Wow what a crazy week I have had! I've had a difficult time staying on track this week and fell back on some old destructive binging habits....which leaves me feeling guilty and wondering "whatsup wit dat!" lol
The good thing as with most of us in most situations we usually know why we do what we do if we take the time to reflect , we have our own solutions...it's believing in our own ability to move forward and put plans into action that are most difficult.
Here is why I believe this week has been hard:
1. ROUTINE: I am a creature of routine and this week my husband is in Florida golfing...my whole routine is off...I have to check in everyday with the doggies so coming home at lunch time to feed them and play with them for a bit...Also last Saturday before he went away we went away for an overnight SPA get away at a beautiful INN...and well my thought was we are spending all that money ...I am going to enjoy myself...so I ate and ate and over indulged...then Sunday was St Paddy's day and we went out with friends....and well I over indulged AGAIN...and the rest of the week although each day started with good intentions ended with after work binges
2. EXERCISE: I started in February working out 30 minutes 5 x a week on my recumbent bike....in March I took it up to 40 minutes a day...and then the pain and numbness started in my hips...So I called my doctor last week and I will be going to see him next week....but in the meantime this week I have stopped exercising ( is this an excuse?) I am not sure...but I have been having some other symptoms and need to make sure there is nothing serious going on before stressing my hips...SO I have not been exercising this week....and the pain has stopped...( possibly it was just using muscles and joints I have not used in awhile ?)
3. STRESS: As you may know I am working towards a degree in Family supports at Ryerson University and well that plus work this week has been crazzzzyyyyyy....so I am sure it has contributed...I have always used food to distress and comfort which is weird because in the end it just causes more stress...vicious circle...
4. NOT SLEEPING: When I don't sleep I have no will power...so hopefully if I take care of the above I can sleep better...
5. I AM GETTING COMFORTABLE: you know whenever I begin losing weight I get to a place where I feel physically comfortable and for some reason my head and my body think " this is it I am done." I have never been less than 170 pounds in my adult life....so losing 38 pounds I am still a BIG woman....236....BUT how the hell can I be comfortable there? Well it is not 274 and I am not huffin and puffin and I can pretty much fit into all my old clothes so I feel good...BUT when I look at me I am still far far away from where I need to be so my work is no where near done...so I need to get "uncomfortable" again...and remind myself I am NO DONE....what I am feeling is just the beginning of how wonderful it will feel when I am able to shed this weight once and for all...
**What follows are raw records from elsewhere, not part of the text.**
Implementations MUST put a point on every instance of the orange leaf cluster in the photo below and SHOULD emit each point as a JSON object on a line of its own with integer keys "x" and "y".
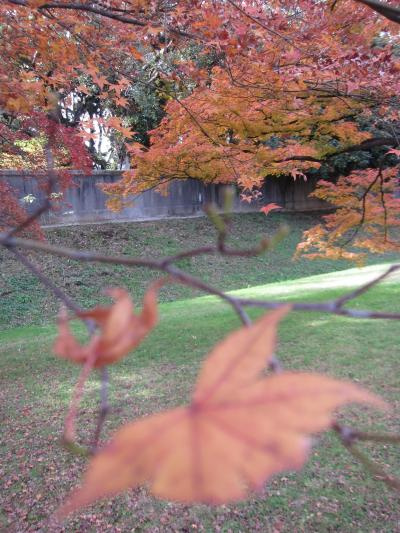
{"x": 239, "y": 429}
{"x": 121, "y": 330}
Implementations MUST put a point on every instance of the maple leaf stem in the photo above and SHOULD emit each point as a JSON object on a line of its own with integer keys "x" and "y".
{"x": 374, "y": 468}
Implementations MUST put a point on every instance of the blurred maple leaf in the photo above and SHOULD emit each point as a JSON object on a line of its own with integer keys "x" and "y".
{"x": 269, "y": 207}
{"x": 121, "y": 329}
{"x": 238, "y": 430}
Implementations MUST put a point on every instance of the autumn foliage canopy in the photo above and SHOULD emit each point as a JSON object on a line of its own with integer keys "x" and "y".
{"x": 248, "y": 91}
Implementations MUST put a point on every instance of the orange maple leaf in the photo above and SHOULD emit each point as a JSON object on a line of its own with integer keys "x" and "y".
{"x": 121, "y": 329}
{"x": 239, "y": 429}
{"x": 269, "y": 207}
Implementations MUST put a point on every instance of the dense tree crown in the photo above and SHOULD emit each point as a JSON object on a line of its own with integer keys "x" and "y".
{"x": 230, "y": 92}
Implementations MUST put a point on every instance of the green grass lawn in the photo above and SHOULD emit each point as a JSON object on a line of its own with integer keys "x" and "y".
{"x": 28, "y": 303}
{"x": 331, "y": 494}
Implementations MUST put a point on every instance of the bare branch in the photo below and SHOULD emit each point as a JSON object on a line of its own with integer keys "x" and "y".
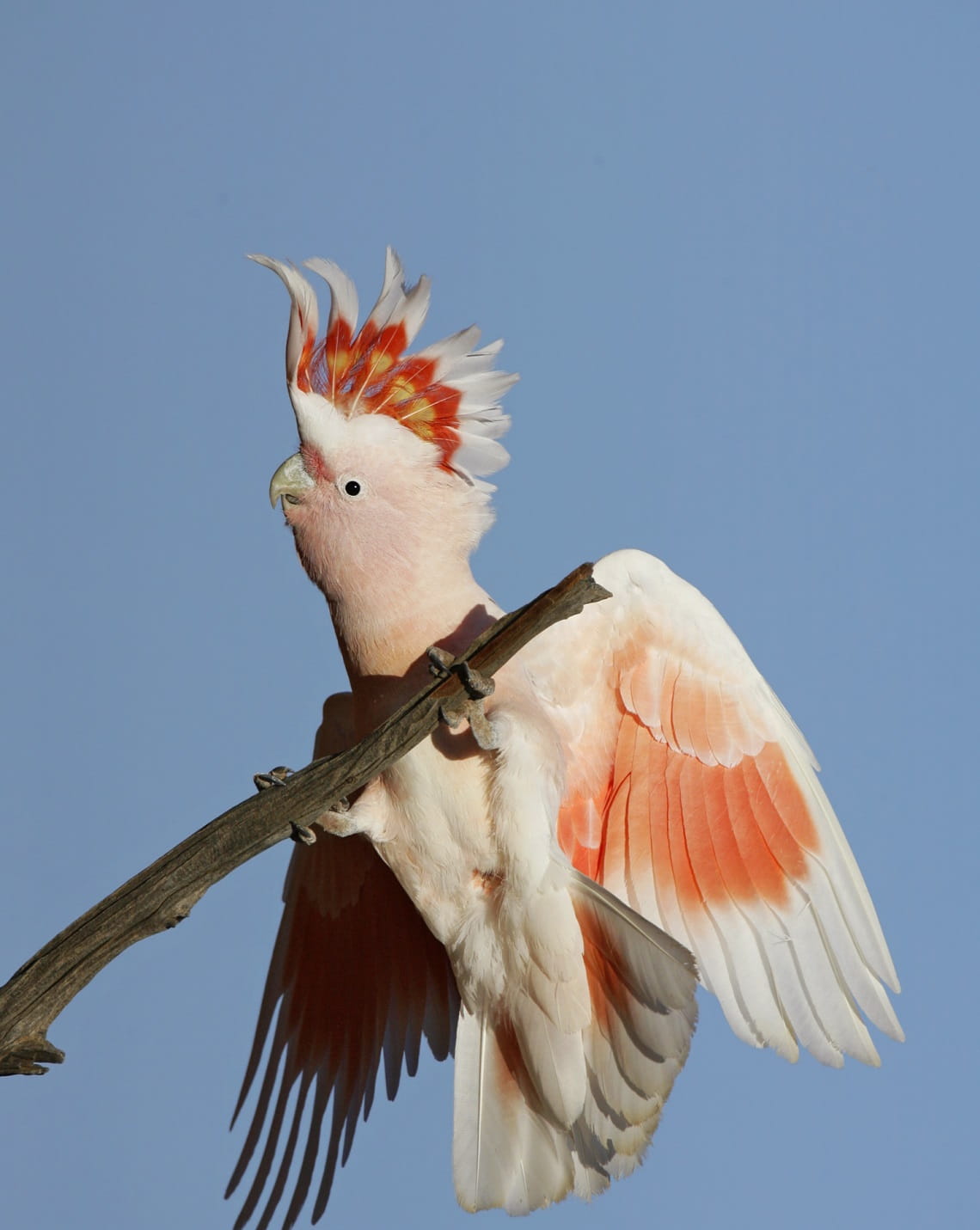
{"x": 163, "y": 893}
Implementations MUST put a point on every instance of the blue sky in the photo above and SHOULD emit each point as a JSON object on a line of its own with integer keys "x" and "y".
{"x": 733, "y": 251}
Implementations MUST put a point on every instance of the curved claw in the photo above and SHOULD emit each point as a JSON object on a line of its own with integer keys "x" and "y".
{"x": 277, "y": 776}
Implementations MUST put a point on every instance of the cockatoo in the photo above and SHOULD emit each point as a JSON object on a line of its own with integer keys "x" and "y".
{"x": 634, "y": 810}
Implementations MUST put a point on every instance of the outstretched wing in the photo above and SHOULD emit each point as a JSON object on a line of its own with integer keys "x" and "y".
{"x": 357, "y": 976}
{"x": 693, "y": 796}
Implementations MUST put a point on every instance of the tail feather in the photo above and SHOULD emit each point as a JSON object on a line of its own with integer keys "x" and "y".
{"x": 517, "y": 1080}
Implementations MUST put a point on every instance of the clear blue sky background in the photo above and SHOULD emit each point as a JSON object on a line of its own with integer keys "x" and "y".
{"x": 733, "y": 250}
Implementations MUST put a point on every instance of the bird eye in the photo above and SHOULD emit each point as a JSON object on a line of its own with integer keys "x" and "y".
{"x": 349, "y": 485}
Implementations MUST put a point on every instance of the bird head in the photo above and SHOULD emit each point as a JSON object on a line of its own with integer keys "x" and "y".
{"x": 388, "y": 480}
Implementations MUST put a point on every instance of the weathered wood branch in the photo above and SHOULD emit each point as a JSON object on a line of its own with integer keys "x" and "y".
{"x": 163, "y": 893}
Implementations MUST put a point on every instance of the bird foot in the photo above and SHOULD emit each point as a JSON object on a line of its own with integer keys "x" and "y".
{"x": 443, "y": 664}
{"x": 277, "y": 776}
{"x": 334, "y": 819}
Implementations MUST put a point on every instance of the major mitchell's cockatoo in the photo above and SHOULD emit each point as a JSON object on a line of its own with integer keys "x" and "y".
{"x": 543, "y": 887}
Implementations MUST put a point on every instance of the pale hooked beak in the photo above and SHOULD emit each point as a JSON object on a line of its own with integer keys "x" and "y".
{"x": 289, "y": 481}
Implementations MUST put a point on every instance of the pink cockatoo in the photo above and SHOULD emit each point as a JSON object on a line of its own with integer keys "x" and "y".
{"x": 542, "y": 887}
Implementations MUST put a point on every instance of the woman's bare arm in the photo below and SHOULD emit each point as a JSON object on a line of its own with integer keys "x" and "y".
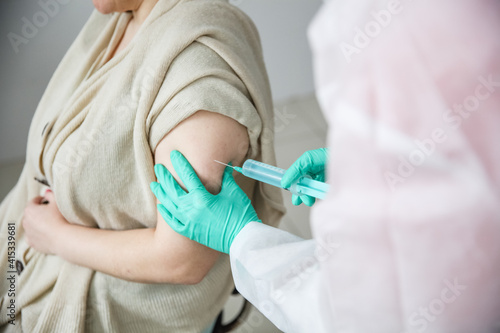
{"x": 160, "y": 255}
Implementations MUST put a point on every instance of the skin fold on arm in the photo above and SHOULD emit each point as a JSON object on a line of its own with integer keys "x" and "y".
{"x": 154, "y": 255}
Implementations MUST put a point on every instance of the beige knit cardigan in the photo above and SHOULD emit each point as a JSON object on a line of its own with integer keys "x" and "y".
{"x": 92, "y": 139}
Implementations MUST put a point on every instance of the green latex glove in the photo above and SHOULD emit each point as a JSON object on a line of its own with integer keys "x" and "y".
{"x": 312, "y": 163}
{"x": 212, "y": 220}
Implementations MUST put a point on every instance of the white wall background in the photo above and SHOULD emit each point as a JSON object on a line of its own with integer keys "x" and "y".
{"x": 25, "y": 74}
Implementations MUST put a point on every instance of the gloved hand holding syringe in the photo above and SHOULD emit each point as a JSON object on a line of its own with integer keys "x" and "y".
{"x": 214, "y": 220}
{"x": 272, "y": 175}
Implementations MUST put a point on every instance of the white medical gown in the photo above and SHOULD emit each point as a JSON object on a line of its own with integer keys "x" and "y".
{"x": 408, "y": 240}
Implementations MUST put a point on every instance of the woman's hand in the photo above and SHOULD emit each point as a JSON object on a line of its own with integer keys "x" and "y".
{"x": 42, "y": 222}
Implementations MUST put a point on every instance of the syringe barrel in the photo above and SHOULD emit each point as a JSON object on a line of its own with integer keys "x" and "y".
{"x": 272, "y": 175}
{"x": 263, "y": 172}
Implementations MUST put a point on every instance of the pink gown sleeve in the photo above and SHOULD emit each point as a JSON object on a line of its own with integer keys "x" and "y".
{"x": 411, "y": 91}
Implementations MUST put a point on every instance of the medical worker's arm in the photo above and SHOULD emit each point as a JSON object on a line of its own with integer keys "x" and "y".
{"x": 157, "y": 254}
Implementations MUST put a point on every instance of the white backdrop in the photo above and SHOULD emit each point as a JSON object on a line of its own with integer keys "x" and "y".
{"x": 35, "y": 34}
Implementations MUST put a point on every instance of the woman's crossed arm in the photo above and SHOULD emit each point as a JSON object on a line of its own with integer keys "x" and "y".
{"x": 155, "y": 255}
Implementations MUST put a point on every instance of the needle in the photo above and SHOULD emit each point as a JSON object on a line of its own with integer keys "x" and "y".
{"x": 224, "y": 164}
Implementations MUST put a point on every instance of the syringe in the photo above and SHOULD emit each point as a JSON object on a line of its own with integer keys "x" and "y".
{"x": 272, "y": 175}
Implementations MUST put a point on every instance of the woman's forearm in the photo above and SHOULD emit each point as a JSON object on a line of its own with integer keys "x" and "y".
{"x": 134, "y": 255}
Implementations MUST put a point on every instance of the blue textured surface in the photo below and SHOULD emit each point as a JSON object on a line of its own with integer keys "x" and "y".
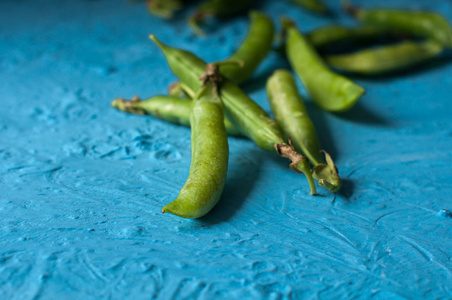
{"x": 82, "y": 185}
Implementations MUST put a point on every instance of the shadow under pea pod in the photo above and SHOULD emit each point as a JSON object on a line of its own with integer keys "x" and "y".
{"x": 241, "y": 178}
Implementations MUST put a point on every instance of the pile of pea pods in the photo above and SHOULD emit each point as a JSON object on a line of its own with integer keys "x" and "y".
{"x": 208, "y": 97}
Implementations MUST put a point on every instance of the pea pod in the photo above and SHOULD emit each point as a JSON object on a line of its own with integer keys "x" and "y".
{"x": 312, "y": 5}
{"x": 171, "y": 109}
{"x": 333, "y": 35}
{"x": 249, "y": 54}
{"x": 331, "y": 91}
{"x": 217, "y": 8}
{"x": 291, "y": 114}
{"x": 385, "y": 59}
{"x": 419, "y": 23}
{"x": 252, "y": 51}
{"x": 209, "y": 163}
{"x": 248, "y": 117}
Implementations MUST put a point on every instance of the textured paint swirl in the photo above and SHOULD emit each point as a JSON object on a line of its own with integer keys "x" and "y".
{"x": 82, "y": 185}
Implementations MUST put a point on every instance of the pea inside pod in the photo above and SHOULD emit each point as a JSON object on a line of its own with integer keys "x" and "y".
{"x": 419, "y": 23}
{"x": 171, "y": 109}
{"x": 253, "y": 49}
{"x": 331, "y": 91}
{"x": 209, "y": 165}
{"x": 312, "y": 5}
{"x": 291, "y": 114}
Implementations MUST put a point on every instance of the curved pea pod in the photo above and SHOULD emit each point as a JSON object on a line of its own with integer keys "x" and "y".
{"x": 291, "y": 114}
{"x": 426, "y": 24}
{"x": 248, "y": 117}
{"x": 312, "y": 5}
{"x": 171, "y": 109}
{"x": 209, "y": 160}
{"x": 386, "y": 59}
{"x": 164, "y": 8}
{"x": 333, "y": 35}
{"x": 331, "y": 91}
{"x": 252, "y": 51}
{"x": 217, "y": 8}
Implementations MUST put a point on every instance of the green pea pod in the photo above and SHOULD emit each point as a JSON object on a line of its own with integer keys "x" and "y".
{"x": 248, "y": 117}
{"x": 291, "y": 114}
{"x": 247, "y": 57}
{"x": 312, "y": 5}
{"x": 171, "y": 109}
{"x": 331, "y": 91}
{"x": 252, "y": 51}
{"x": 164, "y": 8}
{"x": 244, "y": 113}
{"x": 209, "y": 163}
{"x": 217, "y": 8}
{"x": 426, "y": 24}
{"x": 330, "y": 36}
{"x": 385, "y": 59}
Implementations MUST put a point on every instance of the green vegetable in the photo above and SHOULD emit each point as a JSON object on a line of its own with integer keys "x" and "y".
{"x": 171, "y": 109}
{"x": 425, "y": 24}
{"x": 331, "y": 91}
{"x": 385, "y": 59}
{"x": 291, "y": 114}
{"x": 209, "y": 163}
{"x": 312, "y": 5}
{"x": 248, "y": 117}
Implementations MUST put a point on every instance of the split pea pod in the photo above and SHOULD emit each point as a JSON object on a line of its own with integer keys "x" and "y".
{"x": 171, "y": 109}
{"x": 419, "y": 23}
{"x": 331, "y": 91}
{"x": 253, "y": 49}
{"x": 209, "y": 158}
{"x": 312, "y": 5}
{"x": 291, "y": 114}
{"x": 217, "y": 8}
{"x": 248, "y": 117}
{"x": 386, "y": 58}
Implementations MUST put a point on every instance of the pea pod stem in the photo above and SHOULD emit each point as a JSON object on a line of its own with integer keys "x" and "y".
{"x": 209, "y": 165}
{"x": 331, "y": 91}
{"x": 171, "y": 109}
{"x": 248, "y": 117}
{"x": 385, "y": 59}
{"x": 216, "y": 8}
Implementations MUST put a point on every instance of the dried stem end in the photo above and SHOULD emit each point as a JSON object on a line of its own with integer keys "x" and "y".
{"x": 300, "y": 163}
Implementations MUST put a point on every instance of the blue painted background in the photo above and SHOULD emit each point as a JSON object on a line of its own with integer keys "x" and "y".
{"x": 82, "y": 185}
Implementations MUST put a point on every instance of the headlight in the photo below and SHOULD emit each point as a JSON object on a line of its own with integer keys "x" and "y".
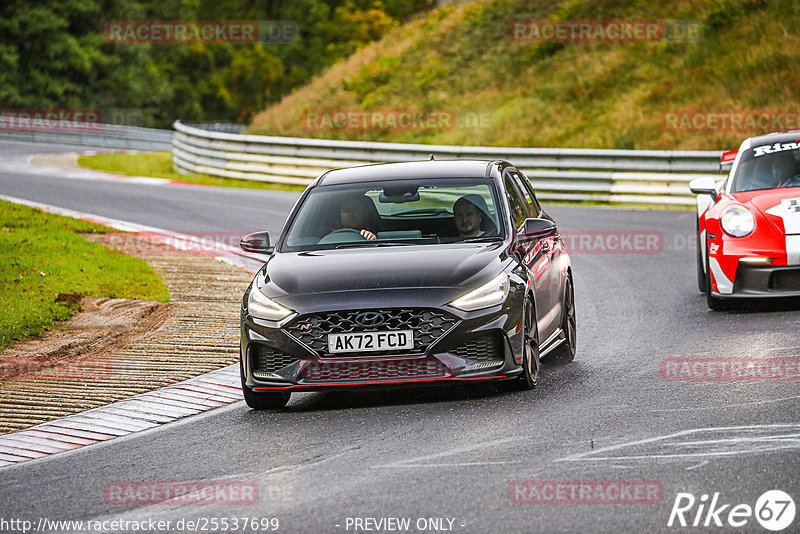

SO with all the above said...I know the solution lies within me and how badly I really want this...tracking my food, sticking to it, exercise, blogging and reading success stories for motivation...try and get more sleep and DON'T GIVE UP!
So my spark friends I need your support and your advice in anyway you can give it...because I know how easy it is to fall back onto old habits and I so don't want to go there....I have had the NSV ( non scale victories) and I WANT MORE!
Thanks for reading my rant LOL sometimes it helps just to write it all out! I hope you are all having a great FRIDAY!!